HER2 levels post-treatment. PDX12 (a–e) and PDX8 (g–k) tumor sections were evaluated for HER2 via IHC. Representative HER2 IHC images are presented to compare treatment groups. Note PDX12 and PDX8 T-DM1-treated tumors express lower levels of HER2 (c–e and i–k). Note single agent ABT-263 upregulates HER2 in PDX12 tumors (b). HER2 was quantified via H-score assessment (37).
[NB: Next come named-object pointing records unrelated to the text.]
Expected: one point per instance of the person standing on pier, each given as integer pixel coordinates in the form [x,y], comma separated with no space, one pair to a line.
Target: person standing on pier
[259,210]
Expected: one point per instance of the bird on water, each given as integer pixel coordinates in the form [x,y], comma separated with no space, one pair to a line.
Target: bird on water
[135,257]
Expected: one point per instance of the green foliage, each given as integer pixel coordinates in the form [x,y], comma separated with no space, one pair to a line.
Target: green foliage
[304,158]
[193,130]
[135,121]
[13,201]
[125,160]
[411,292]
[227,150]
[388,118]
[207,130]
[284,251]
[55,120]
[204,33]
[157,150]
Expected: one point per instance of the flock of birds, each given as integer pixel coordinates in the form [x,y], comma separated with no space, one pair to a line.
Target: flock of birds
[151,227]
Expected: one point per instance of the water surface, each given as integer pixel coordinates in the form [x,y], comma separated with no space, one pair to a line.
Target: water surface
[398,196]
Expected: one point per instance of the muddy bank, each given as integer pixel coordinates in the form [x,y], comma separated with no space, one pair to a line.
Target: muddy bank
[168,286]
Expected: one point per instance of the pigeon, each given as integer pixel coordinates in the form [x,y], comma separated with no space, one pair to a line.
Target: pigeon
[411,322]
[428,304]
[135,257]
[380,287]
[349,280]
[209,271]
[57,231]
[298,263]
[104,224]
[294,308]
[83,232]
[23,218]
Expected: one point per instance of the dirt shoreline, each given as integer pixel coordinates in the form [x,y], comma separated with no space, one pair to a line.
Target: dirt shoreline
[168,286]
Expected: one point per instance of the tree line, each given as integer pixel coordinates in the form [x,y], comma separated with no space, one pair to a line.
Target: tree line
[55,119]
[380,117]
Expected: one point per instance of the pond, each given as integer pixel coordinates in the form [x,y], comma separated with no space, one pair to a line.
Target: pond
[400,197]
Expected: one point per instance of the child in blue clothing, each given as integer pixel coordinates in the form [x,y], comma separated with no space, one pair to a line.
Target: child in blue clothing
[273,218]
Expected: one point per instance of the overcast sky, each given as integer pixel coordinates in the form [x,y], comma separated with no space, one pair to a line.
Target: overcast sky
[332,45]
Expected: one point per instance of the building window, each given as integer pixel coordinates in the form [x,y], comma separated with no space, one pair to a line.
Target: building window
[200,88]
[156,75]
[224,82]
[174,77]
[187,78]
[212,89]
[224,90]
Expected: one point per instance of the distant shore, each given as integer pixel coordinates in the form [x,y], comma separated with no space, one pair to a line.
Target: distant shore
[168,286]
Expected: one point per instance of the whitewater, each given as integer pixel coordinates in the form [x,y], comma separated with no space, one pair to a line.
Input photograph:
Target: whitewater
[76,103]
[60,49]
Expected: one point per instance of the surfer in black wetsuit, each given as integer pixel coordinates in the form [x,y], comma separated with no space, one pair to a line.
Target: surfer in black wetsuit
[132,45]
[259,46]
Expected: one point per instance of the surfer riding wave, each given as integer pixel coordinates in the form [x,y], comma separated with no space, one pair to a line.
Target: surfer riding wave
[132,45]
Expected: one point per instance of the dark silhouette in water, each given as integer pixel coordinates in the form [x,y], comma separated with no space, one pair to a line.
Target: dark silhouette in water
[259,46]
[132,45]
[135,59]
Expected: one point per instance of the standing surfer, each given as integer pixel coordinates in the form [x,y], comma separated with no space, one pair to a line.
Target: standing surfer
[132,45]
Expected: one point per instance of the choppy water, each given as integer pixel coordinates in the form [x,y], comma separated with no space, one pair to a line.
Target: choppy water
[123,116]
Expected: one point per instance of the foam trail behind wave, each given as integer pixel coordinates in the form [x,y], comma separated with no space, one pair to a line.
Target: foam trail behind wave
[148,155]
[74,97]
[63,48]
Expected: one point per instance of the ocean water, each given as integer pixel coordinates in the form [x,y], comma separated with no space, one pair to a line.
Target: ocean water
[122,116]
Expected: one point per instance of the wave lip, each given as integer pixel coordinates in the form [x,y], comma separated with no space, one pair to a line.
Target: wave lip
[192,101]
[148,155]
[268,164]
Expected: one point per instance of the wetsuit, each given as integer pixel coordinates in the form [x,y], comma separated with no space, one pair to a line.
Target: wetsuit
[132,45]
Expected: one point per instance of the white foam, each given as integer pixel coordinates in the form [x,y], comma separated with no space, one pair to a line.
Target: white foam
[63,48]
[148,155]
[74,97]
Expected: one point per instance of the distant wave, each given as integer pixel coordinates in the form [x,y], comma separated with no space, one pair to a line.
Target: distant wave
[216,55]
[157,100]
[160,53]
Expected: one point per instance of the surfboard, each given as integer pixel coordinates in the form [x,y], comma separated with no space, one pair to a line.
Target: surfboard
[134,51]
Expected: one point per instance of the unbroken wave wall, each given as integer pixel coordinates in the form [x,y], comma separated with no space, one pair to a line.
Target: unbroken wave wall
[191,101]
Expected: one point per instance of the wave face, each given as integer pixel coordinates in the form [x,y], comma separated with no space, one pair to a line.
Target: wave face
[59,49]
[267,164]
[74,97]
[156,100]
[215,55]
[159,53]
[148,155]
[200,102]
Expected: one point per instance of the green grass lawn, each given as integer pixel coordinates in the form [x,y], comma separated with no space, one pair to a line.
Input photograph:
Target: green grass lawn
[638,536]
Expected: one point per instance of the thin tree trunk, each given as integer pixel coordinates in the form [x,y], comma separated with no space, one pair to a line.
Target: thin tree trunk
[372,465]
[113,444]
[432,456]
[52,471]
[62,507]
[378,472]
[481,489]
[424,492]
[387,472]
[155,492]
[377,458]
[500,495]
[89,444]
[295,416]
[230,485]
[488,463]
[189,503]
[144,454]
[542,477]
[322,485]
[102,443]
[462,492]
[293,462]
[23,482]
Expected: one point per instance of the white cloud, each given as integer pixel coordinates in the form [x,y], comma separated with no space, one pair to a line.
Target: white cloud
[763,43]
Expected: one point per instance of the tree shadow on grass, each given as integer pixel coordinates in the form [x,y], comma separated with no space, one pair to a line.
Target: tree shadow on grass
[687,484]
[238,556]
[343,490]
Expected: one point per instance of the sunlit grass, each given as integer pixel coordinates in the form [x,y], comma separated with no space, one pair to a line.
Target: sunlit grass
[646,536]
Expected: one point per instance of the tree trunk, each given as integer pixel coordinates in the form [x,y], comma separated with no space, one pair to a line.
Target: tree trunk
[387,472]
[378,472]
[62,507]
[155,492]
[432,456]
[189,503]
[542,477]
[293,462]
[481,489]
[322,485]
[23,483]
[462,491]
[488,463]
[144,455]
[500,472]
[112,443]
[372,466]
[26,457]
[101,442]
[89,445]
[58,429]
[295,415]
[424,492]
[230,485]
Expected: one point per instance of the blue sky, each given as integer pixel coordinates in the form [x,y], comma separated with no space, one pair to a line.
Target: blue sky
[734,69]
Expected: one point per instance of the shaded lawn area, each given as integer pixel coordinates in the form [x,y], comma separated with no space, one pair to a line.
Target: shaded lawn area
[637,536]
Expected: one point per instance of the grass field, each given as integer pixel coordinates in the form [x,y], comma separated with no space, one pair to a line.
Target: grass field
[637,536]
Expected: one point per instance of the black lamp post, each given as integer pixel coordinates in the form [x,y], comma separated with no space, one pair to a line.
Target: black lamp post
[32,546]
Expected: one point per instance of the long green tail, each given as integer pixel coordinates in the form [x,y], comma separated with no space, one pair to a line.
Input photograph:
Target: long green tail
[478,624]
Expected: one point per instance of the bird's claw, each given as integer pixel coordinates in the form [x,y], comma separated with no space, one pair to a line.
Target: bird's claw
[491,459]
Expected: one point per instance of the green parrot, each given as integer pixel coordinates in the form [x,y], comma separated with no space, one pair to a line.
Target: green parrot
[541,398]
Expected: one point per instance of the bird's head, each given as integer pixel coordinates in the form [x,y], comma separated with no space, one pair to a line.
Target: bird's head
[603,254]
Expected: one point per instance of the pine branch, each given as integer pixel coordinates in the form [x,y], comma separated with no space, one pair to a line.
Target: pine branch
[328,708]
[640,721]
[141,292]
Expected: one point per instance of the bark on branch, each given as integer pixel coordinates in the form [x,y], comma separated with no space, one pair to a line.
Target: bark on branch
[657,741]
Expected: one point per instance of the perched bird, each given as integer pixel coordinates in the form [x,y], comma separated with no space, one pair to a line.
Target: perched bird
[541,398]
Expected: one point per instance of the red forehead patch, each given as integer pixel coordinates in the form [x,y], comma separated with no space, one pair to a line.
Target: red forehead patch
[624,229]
Data were summarized across multiple tumors from PDX12 (f) and PDX8 (l) experiments (Mann-Whitney one-tail test PDX12: vehicle versus ABT-263; p value = 0.0500, vehicle versus T-DM1; p value = 0.0500, vehicle versus T-DM1 + ABT-263; p value = 0.0286, vehicle versus T-DM1 + ^PULSEABT-263; p value = 0.0286 and PDX8: vehicle versus T-DM1; p value = 0.0079, vehicle versus T-DM1 + ABT-263; p value = 0.0079, vehicle versus T-DM1 + ^PULSEABT-263; p value = 0.0179). p values ≤ 0.05 (*) or ≤ 0.01 (**) are indicated as numerical values. Each line represents the median. Scale bar, ~90 μm.